Whenever we think of the sheros of India who contributed to the freedom movement in India, we remember Rani Lakshmibai, the queen of Jhansi. The stories of her valor and undying spirit have always inspired the women across the country. But, the list of women freedom fighters doesn’t end with her. Like Rani Lakshmibai, there were a lot of women who bravely came forward to fight for our country’s freedom and they were ready to make any sacrifice for the sake of our motherland. Sadly, we hardly know about them. On the occasion of Republic day, let’s remember the unsung sheroes whose names have faded in the time.
1. Begum Hazrat Mahal
Also known as the Begum of Awadh, Begum Hazrat Mahal actively took part in the mutiny of 1857. During the rebellion she seized the control of Ayodh, she also declared her son as the ruler of Awadh. Begum was exiled to Calcutta by the company. But, the exile couldn’t cease her spirit.

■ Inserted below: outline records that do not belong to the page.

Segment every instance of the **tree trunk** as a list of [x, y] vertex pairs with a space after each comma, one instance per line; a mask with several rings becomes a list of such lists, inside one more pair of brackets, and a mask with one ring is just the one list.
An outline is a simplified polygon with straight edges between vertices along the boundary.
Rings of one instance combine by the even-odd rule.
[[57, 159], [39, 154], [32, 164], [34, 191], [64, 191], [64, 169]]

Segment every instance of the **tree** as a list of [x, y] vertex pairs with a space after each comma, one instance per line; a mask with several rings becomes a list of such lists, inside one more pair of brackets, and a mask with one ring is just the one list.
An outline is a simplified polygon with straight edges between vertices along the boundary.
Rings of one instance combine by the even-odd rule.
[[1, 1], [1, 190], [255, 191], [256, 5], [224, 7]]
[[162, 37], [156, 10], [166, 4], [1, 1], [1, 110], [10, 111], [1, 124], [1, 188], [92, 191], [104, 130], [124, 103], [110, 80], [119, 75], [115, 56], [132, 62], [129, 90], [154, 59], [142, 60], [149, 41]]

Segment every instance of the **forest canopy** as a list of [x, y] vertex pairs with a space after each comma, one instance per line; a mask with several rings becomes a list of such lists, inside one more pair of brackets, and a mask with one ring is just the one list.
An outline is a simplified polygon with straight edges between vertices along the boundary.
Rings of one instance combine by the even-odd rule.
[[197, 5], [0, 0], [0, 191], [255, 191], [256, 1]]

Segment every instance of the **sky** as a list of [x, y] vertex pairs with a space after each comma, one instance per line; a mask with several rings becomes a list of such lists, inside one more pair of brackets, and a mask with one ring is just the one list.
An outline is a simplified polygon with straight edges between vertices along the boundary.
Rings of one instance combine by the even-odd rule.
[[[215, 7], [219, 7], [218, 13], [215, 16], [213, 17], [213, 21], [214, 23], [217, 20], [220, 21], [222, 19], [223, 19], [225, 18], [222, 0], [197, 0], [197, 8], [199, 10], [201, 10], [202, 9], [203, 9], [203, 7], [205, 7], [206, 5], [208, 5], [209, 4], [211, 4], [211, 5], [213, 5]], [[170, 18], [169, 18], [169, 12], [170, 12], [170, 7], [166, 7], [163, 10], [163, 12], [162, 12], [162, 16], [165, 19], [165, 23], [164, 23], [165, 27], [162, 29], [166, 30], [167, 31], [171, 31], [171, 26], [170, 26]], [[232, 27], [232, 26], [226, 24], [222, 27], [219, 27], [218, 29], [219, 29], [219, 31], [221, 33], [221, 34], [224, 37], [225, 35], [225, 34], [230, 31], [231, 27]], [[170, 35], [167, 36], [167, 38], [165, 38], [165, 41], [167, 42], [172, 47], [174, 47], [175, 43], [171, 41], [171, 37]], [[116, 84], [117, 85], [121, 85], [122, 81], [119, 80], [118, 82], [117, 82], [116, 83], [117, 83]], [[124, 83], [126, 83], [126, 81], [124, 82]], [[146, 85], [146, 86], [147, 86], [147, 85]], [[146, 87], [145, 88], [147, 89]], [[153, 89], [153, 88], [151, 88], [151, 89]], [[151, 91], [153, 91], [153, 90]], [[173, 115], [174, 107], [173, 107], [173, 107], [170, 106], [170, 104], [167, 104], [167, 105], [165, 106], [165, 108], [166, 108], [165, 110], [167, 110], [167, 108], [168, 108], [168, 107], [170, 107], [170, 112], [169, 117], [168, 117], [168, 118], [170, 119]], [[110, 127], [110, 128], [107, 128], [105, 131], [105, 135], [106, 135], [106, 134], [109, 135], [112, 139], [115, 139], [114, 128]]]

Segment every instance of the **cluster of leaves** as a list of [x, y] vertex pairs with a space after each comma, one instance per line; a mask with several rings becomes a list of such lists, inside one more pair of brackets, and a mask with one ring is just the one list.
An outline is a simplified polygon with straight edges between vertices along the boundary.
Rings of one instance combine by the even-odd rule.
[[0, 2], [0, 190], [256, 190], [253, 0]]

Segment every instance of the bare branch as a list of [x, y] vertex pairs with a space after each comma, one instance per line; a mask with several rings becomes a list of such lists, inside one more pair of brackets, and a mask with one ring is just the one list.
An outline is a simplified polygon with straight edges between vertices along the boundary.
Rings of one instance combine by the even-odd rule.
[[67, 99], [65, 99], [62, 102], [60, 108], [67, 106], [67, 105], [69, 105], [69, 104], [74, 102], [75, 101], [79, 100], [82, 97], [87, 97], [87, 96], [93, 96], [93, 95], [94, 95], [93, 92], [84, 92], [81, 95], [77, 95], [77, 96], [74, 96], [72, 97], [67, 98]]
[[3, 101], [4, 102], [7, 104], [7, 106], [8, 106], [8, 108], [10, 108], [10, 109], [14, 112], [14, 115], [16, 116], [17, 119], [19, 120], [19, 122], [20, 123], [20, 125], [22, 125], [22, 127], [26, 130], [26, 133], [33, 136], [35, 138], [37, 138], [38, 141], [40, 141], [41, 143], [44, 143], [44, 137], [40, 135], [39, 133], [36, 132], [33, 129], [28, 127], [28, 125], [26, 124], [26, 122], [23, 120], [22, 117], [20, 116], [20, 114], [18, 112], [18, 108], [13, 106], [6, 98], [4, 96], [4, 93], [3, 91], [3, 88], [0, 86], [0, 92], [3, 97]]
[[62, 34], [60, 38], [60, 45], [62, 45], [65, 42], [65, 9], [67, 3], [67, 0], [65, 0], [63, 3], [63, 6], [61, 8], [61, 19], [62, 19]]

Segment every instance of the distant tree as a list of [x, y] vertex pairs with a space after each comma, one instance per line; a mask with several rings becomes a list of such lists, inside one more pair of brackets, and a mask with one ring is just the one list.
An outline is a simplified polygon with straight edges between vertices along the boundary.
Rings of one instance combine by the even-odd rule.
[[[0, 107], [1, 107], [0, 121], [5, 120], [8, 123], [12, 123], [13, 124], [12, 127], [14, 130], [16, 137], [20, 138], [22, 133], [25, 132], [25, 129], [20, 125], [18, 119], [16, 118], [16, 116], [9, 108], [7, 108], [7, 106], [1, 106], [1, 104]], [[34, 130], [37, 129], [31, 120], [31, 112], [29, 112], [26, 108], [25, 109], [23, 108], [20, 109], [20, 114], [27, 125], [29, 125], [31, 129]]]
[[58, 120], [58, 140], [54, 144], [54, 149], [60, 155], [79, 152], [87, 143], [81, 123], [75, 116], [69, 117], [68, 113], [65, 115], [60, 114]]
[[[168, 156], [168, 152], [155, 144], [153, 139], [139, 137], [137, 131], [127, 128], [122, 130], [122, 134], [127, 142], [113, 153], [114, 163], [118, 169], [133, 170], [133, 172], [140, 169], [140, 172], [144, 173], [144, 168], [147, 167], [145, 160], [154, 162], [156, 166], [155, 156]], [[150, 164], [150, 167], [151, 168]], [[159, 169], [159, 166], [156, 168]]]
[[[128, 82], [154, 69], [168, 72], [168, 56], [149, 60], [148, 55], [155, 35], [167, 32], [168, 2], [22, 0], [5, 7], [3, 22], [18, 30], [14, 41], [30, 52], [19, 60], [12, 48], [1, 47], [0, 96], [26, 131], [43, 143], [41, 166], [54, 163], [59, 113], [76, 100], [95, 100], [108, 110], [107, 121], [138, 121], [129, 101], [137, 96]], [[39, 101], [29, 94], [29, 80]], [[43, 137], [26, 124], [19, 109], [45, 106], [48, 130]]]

In Calcutta, she noticed the company is demolishing temples and mosques in order to build roads. She made a group of followers and tried to draw the attention of people towards this incident.
2. Matangini Hazra
Born in a very poor peasant family, Matangini Hazra became a widow at the early age of 18. In 1905, she joins the Indian independence movement. Her name will be remembered for the role she took in the Quit India Movement. At the age of 71, she marched with six thousand supporters with the purpose of taking over the Tamluk police station. She was shot to death by the police. The septuagenarian woman kept chanting Vande Mataram till her last breath holding the tricolor high.
3. Lakshmi Sahgal
Born as Lakshmi Swaminathan in Malabar, Lakshmi Sahgal moved to Singapore after a failed marriage and this is where her association with the officers of Netaji Subhas Chandra Bose’s Indian National Army brings her to active politics. Knowing Netaji’s aspiration to raise a women’s regiment to fight for Indian independence, she met him with a request for setting up an all woman regiment named as Rani of Jhansi regiment. Lakshmi Swaminathanemerged as Captain Laxmi from the very day and marked her name in the history of India forever. We salute her and all the brave soldiers of Rani of Jhansi regiment for their contributions in India independence.
4. Madam Bhikaji Cama
Madam Bhikaji Cama was born in September 1861 in an affluent Parsi family. She worked as a relief worker in the epidemic of Bubonic plague in Mumbai in 1896. She was sent to Britain as she got infected while tending the ailing people. Though she was told to stay away from the Indian Freedom Movement, she joined it after coming back from Britain. She helped Shyamji Krishna Verma to establish the Indian Home Rule Society. Madam Bhikaji was an active social worker, philanthropist and freedom fighter. She will always be remembered for her brave act of unwinding Indian flag in the International Socialist Conference that took place in Germany, 1907.
5. Pritilata Waddedar
Born in Chittagong District in the Bengal Province in a Vaidya-Brahmin family, Pritjlata Waddedar graduated in Philosophy from Bethune College. Pritilata joined the eminent revolutionary Surya Sen, also known as Mastarda among his students in June of 1932. Along with a group of young revolutionaries, she participated in several missions assigned by Masterda Surya Sen. She was also in charge of supplying explosives to the revolutionaries in the battle of Jalalabad. The feisty fighter died while leading an attack on the Pahartali European Club.
6. Kalpana Datta
Kalpana Datta was also born in the village of the Chittagong District in Bengal, Kalpana Datta passed the matriculation examination in 1929 and later studied at the Bethune College. She joined the ‘Indian Republican Army, Chattagram Branch’, led by Surya Sen. She was arrested in 1933 for her liaison with nationalist organizations and was sentenced to transportation for life In the second supplementary trial of the Chittagong armory raid case. She was released in 1939.
7. Annie Besant
Annie Besant was born in London in 1847. In 1890, she joined the Theosophical Society and later as a president of it, she visited India and helped to establish the Central Hindu College and Sind National Collegiate Board in Mumbai. In 1914, she built All India Home Rule League with the help of Lokmaya Tilak. The enigmatic lady joined the Indian National Congress and also became president of the Congress for one year. Her works and ethics inspired many men and women to join the freedom movement of India.